Elizabeth Zelvin, I really appreciate our comments. I also find it amazing how the meanings of words changes through the years. My dad had told me as a child that everytime someone brags that a new dictionary is coming out with 50,000 new words, that means 50,000 old ones have been taken out. So when I write a book set in the 50, for example, I try to get my hands on a 50s dictionary, just to make sure the "meaning" is the same as used in that time. Sometimes the meaning is exactly the opposite of what you could imagine. When I first met my fatherinlaw he called me homely. I was offended but he had meant it as a compliment because he used a definition I didn't know. Elizabeth, I am glad I read your blog. It made my day.

Pinxter said...

I am surprised (pleased, tho) that a psychotherapist would rant about the misuse of labels. Psychotherapy, itself, is chock full of labels, most of them only a way to describe, not to identify.

But, therein lies the reason I am posting a comment. My hat's off to you for noticing how bad labels can be.

I for one am extremely careful not to misuse labels - they tend to stick. That said -

I have just finished 2 writing workshops. What the presenter stressed above everything else: "Do your homework! Make it as real as you can!" Touche.

Clair Dickson said...

I hate when characters reflect on the bad choice they're making, but still do it anyway, usually without even flimsy rationalization. It's like the author is kind of explaining the bad choice, but doesn't have a good answer, either. Yech.

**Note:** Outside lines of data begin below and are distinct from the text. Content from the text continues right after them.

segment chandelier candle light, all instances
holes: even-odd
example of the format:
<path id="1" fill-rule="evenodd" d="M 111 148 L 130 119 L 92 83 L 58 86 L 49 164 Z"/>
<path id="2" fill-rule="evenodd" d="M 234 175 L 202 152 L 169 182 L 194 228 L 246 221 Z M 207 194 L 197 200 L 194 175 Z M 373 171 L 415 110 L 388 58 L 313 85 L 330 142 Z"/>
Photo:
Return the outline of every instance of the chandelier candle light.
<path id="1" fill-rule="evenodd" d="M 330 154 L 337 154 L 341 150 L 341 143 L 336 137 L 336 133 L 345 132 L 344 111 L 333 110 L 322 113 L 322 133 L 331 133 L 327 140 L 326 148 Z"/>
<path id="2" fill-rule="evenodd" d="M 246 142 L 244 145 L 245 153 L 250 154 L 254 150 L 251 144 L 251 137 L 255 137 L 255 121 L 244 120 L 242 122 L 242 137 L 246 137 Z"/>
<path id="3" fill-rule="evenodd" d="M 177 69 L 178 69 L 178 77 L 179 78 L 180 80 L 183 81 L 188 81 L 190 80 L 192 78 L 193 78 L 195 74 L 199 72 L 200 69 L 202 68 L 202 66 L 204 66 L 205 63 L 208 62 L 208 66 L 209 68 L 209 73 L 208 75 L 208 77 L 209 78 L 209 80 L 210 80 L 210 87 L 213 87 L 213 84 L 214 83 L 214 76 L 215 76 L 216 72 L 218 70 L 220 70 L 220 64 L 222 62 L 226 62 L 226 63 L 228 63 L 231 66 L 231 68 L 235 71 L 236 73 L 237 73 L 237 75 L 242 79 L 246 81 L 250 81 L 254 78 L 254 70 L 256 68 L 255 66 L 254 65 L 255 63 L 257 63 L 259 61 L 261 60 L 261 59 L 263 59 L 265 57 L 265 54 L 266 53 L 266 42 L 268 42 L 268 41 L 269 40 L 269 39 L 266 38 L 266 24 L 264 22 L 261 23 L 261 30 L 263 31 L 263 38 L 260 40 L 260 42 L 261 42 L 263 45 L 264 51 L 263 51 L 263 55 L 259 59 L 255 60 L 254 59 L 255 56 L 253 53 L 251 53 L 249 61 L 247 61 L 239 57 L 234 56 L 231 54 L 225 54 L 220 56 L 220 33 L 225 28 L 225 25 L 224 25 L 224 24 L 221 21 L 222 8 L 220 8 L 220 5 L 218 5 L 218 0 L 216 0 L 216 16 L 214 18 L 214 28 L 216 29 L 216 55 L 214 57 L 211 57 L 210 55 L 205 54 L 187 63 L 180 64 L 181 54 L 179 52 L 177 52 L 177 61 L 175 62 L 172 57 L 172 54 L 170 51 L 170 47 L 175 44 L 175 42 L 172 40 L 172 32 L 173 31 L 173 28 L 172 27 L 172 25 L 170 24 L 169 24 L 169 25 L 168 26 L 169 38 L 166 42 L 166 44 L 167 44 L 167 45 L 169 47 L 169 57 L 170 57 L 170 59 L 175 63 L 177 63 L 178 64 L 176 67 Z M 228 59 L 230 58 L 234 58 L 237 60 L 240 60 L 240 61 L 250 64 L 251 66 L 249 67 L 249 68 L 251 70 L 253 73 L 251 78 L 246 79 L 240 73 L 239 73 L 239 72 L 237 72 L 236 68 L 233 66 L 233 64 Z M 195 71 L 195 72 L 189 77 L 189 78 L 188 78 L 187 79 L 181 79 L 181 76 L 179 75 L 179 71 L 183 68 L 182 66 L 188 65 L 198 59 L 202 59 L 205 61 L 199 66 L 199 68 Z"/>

And I hate 'easy' facts--like the schizophrenia/DID example, amongst others that could easily have been looked up, even before the days of Google. I think that's why I double check so many thinks I think I know, to make sure I don't do that in my writing. =)

Nice post.

Dave said...

You're absolutely wright. Even the simplest misstatements can turn off a reader: saying Sutter Street instead of Avenue, or misusing a colloquial phrase. Great writers not only do their homework but have a great ear. Still, I only carry a grudge for writers who crib from others or mislabel their work. James Frey comes to mind. I don't think I could bring myself to read anything else he writes.